Jetzt sind die Strassen leer. Wo wir während der Rushhour minutenlang mit dem Fahrrad zum Überqueren einer Avenida gewartet haben, fahren wir nun auf der Gegenfahrbahn ohne Verkehr Richtung Wong. Beim Einkaufszentrum stehen wir in der Schlange, am Boden im Meterabstand gelbe, abgewetzte Klebestreifen, die beim Anstehen und Abstandhalten helfen sollen. Soldaten assistieren dem Verkaufspersonal, die Schlange vor dem Eingang in geordnete Bahnen zu lenken. Am Ein- und Ausgang wird auf die Hände Desinfektionsmittel gesprüht, der Einkaufszettel wird am Ausgang nochmals verlangt und mit einem Stempel und einer Unterschrift quittiert. Wofür erfahren wir nie. Wir haben auch nicht gefragt. Alle sind sehr freundlich. Und beim nächsten Einkauf sollen wir doch eine Maske tragen, oder sonst etwas vor dem Gesicht. Machen wir. Alle tragen Masken, aber man kann keine kaufen.

Ein Meter Abstand, manchmal auch etwas mehr.
Wir halten uns an die Regeln.
Die wenigen Fahrzeuge auf der Strasse, meist Militär oder Polizei.
Ohne Worte.

Die Polizei fährt Abends im Schritttempo durchs Quartier, spielt in maximaler Lautstärke peruanische Vereinigungslieder über die Dachlautsprecher ab. “Contigo Perú” – Die inofizielle Landeshymne.

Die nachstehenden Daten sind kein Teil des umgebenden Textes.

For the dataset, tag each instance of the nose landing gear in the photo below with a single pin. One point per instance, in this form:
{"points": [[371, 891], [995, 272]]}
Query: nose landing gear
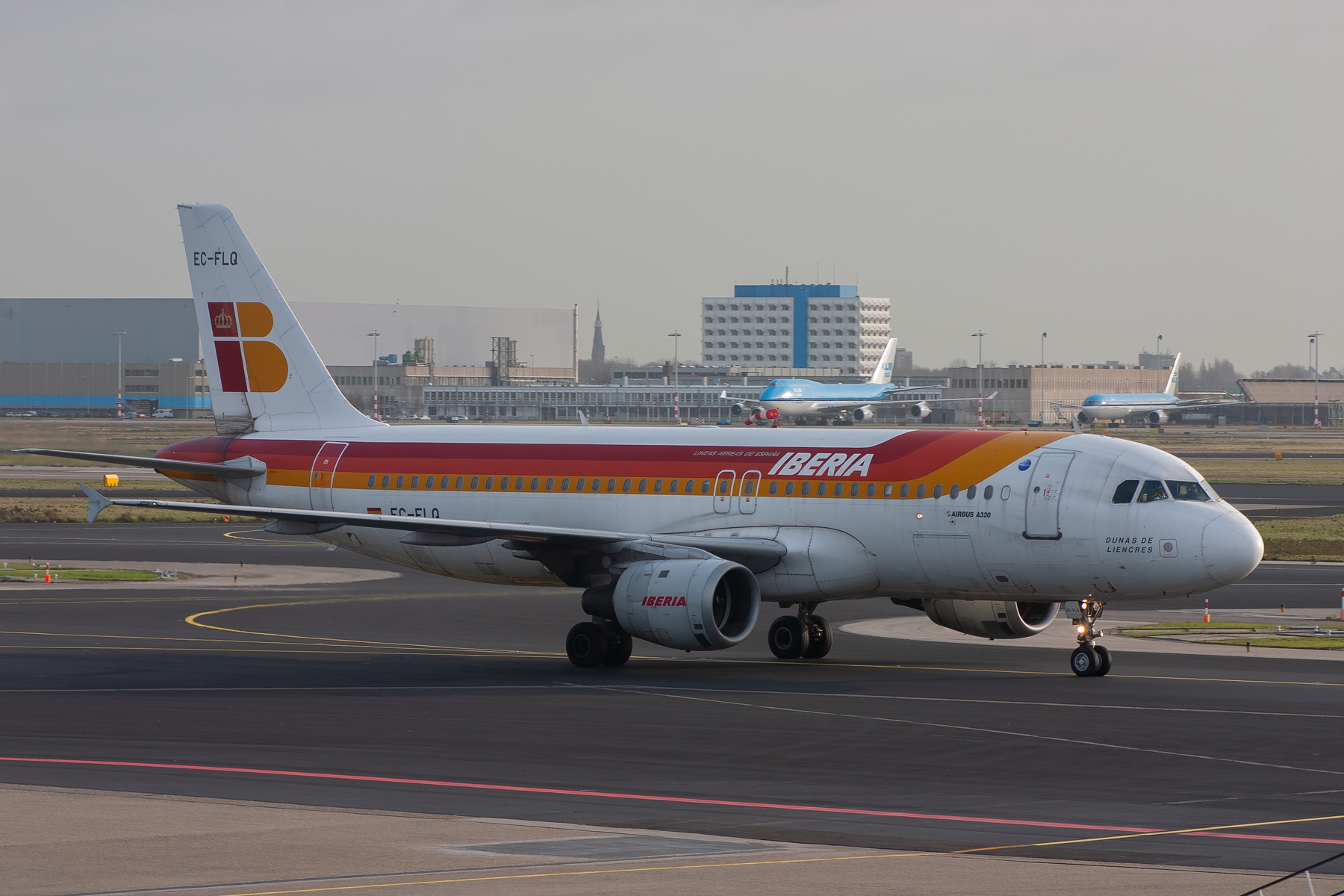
{"points": [[1089, 659], [806, 635]]}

Jeden Abend um acht wird auf den Dächer Limas geklatscht und gerufen. Als mentale Unterstützung für das Pflegepersonal und als Ritual, welches den Zusammenhalt der Bevölkerung stärken soll. ¡Juntos contra el virus!

Sonst ist alles ruhig, irgendwie gespenstisch. Militärs halten an der Strasse Wagen und Motorräder an, verlangen Ausweise, diskutieren, lassen passieren. Wir gehen kurz einkaufen. Sind froh wieder zu Hause zu sein. Helikopter kreisen über der Stadt.